Tuesday, July 19, 2011

Still in Carmacks: Day 17 of the Yukon River Trip

Drying out The Sundowner on the Yukon River in Carmacks

Technically, we're still on the Yukon River, though we are tied to a tree at a public boat launch in Carmacks.  The .7 miles it takes to walk to town is a welcome to our legs that have seemed unused since we left our home in Indiana almost four weeks ago.  We take turns going into town for supplies or to explore while the other stays with the boat.  We were told not to leave our boat unattended (not that we would have anyway).  The locals are welcoming; it is nice to be around people again.

The rain has been on & off with brief visits from the warming sun.  So, it's been a constant battle to dry out our boat and gear.  When we think the soaking rain is almost at an end, it returns to drench us again.  We've been told that it's unseasonable wet this year in Carmacks…what, with 12 straight days of rain--ugh.  We were blessed not to encounter much rain while we were traveling the last 202 miles of the Yukon River (besides the last 65 miles), and I am grateful for that. 

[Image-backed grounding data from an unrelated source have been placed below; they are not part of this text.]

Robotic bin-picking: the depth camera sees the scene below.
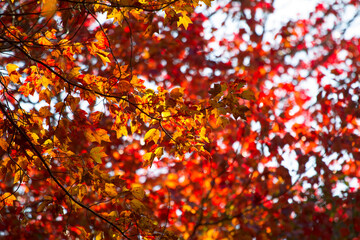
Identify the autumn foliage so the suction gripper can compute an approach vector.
[0,0,360,240]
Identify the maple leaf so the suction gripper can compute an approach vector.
[177,13,192,30]
[144,128,160,143]
[90,147,107,164]
[0,192,16,208]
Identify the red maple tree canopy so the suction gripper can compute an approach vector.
[0,0,360,240]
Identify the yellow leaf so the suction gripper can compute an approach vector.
[177,14,192,30]
[68,67,81,79]
[202,0,212,7]
[200,127,210,143]
[41,0,57,17]
[240,90,256,100]
[0,138,9,151]
[95,232,104,240]
[90,147,107,164]
[84,128,110,143]
[0,192,16,208]
[105,183,118,197]
[216,116,230,128]
[131,184,145,200]
[143,152,155,167]
[95,128,111,143]
[107,8,124,26]
[154,147,164,159]
[144,128,160,143]
[6,63,19,72]
[170,88,184,99]
[130,199,145,212]
[116,125,128,138]
[97,52,110,65]
[40,76,51,88]
[37,37,52,46]
[30,133,39,144]
[161,111,171,118]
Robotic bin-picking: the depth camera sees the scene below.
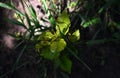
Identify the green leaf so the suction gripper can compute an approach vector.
[68,30,80,42]
[50,39,66,53]
[7,19,27,29]
[56,11,70,35]
[60,56,72,73]
[0,2,24,16]
[28,5,37,19]
[38,31,54,40]
[0,2,13,9]
[40,46,60,60]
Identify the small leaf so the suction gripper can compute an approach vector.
[50,39,66,53]
[0,2,13,9]
[68,30,80,42]
[56,11,70,35]
[41,46,60,60]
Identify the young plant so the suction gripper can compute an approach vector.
[0,0,80,76]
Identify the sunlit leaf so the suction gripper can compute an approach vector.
[68,30,80,42]
[50,39,66,53]
[56,11,70,35]
[38,31,54,40]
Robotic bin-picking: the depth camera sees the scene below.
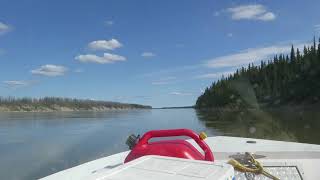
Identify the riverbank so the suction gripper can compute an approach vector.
[0,97,152,112]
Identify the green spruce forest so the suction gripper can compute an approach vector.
[0,96,151,112]
[195,38,320,109]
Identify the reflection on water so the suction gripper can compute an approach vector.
[196,109,320,144]
[0,109,320,180]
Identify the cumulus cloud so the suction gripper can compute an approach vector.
[104,20,114,26]
[205,43,304,68]
[2,80,35,89]
[314,24,320,32]
[141,52,156,57]
[169,92,192,96]
[31,64,68,77]
[227,4,276,21]
[88,39,122,50]
[0,22,11,35]
[75,53,126,64]
[151,76,177,85]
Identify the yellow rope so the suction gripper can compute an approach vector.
[228,153,280,180]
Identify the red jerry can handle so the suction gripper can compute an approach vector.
[138,129,214,161]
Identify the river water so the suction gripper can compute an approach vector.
[0,109,320,180]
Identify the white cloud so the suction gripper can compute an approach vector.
[73,68,84,73]
[75,53,126,64]
[2,80,35,89]
[88,39,122,50]
[314,24,320,32]
[141,52,156,57]
[104,20,114,26]
[213,11,221,17]
[195,71,234,79]
[0,22,11,35]
[227,4,276,21]
[151,76,177,85]
[31,64,68,77]
[169,92,192,96]
[205,43,306,68]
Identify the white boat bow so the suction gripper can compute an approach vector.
[42,136,320,180]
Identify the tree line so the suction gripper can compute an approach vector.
[0,96,151,110]
[195,38,320,108]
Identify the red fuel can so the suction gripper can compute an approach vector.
[124,129,214,163]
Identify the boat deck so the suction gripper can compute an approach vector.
[42,136,320,180]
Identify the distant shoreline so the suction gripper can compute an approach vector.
[0,97,152,112]
[152,106,195,109]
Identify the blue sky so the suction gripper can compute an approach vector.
[0,0,320,107]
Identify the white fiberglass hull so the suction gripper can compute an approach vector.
[42,136,320,180]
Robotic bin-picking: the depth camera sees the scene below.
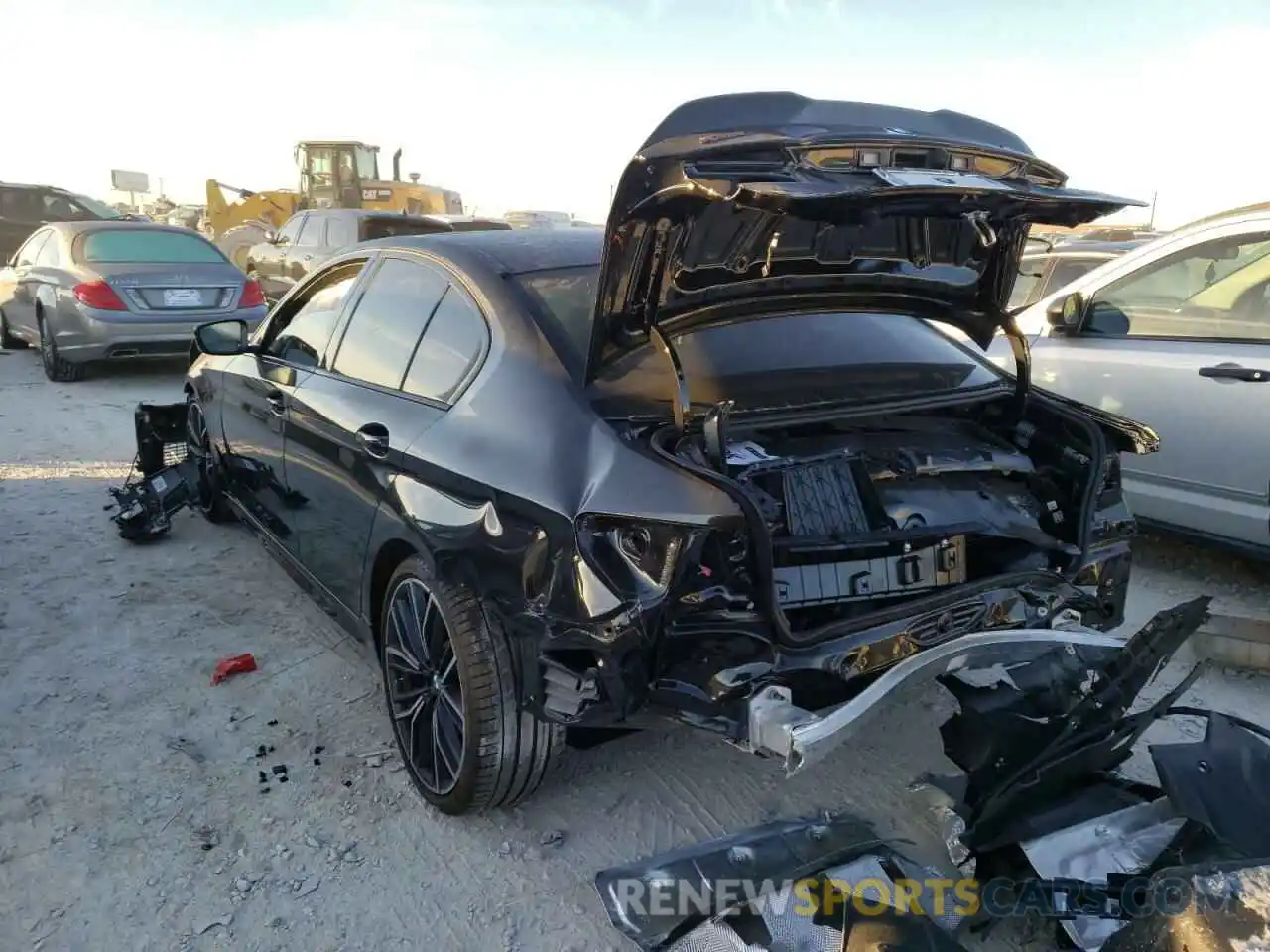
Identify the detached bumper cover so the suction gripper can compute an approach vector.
[595,598,1270,952]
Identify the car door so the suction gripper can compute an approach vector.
[0,228,54,334]
[221,260,366,557]
[278,212,330,290]
[251,213,308,298]
[1025,221,1270,545]
[287,253,467,613]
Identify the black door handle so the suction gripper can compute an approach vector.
[355,422,389,459]
[1199,363,1270,384]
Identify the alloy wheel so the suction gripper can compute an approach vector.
[384,577,466,796]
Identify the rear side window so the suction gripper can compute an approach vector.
[1045,258,1110,295]
[332,258,449,390]
[513,264,599,376]
[267,262,364,367]
[14,231,54,266]
[80,226,228,264]
[401,285,489,404]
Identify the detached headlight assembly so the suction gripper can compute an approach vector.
[577,516,687,600]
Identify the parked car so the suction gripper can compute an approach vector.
[0,181,121,262]
[246,208,512,299]
[990,209,1270,554]
[1008,239,1146,309]
[0,219,266,381]
[165,94,1155,813]
[167,204,207,231]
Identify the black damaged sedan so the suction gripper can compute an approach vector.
[186,94,1157,813]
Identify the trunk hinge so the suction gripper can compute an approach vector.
[648,323,693,436]
[1001,313,1031,418]
[644,218,693,436]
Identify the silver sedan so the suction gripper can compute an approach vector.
[989,208,1270,554]
[0,221,267,381]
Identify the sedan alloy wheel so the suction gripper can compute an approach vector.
[384,577,467,797]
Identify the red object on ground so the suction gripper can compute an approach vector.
[212,654,255,688]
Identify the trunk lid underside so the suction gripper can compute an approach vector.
[588,92,1142,377]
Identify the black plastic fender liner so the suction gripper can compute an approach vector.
[1151,711,1270,856]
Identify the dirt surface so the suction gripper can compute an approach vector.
[0,352,1270,952]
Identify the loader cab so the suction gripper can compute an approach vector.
[296,142,380,208]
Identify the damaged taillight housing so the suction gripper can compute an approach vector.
[577,516,690,602]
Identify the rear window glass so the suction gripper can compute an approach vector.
[593,312,1002,412]
[513,266,599,375]
[362,218,445,241]
[80,228,227,264]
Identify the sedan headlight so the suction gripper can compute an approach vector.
[577,516,687,600]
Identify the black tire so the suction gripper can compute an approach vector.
[186,394,235,522]
[36,309,83,384]
[378,557,564,815]
[0,311,28,350]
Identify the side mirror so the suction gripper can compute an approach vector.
[194,317,248,357]
[1045,291,1085,331]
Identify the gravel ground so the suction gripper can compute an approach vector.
[0,352,1270,952]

I'm not sure if word has gotten around or if people are just happy the rain has let up, but we are most certainly peaking the interest of the citizens of Carmacks and the Little Salmon/Carmacks First Nation people, who reside across the river from us.  You would think a band of traveling players had arrived in town by the way they slowly drive around the circle drive…sometimes more than once.  Others put their vehicles in park and just stare at us.  And still others get out and talk with us about our journey down the Yukon River.  The village of Carmacks is used to seeing all sorts of paddlers, but I dare to say there's probably not been a pair quite like us with our camouflaged cabin donning the Nurpu skull and crossbones.  Actually, our visitors are providing us with our own sort of entertainment.  We've never seen so much rubber-necking in one spot.  We just hope that it's only curiosity that brings on the long stares.

Tonight is our last night on the Yukon River.  I am thankful we've been able to spend a few days on the river here in Carmacks once we finished paddling.  Carmacks is so quaint and friendly, and I know it will be hard tomorrow to say goodbye not only to the Yukon River but also to the sweet village of Carmacks.  

How will we spend our last night on the Yukon River?  Besides warming our feet by the fire, I'm guessing we've got gold panning & fishing on this evening's agenda.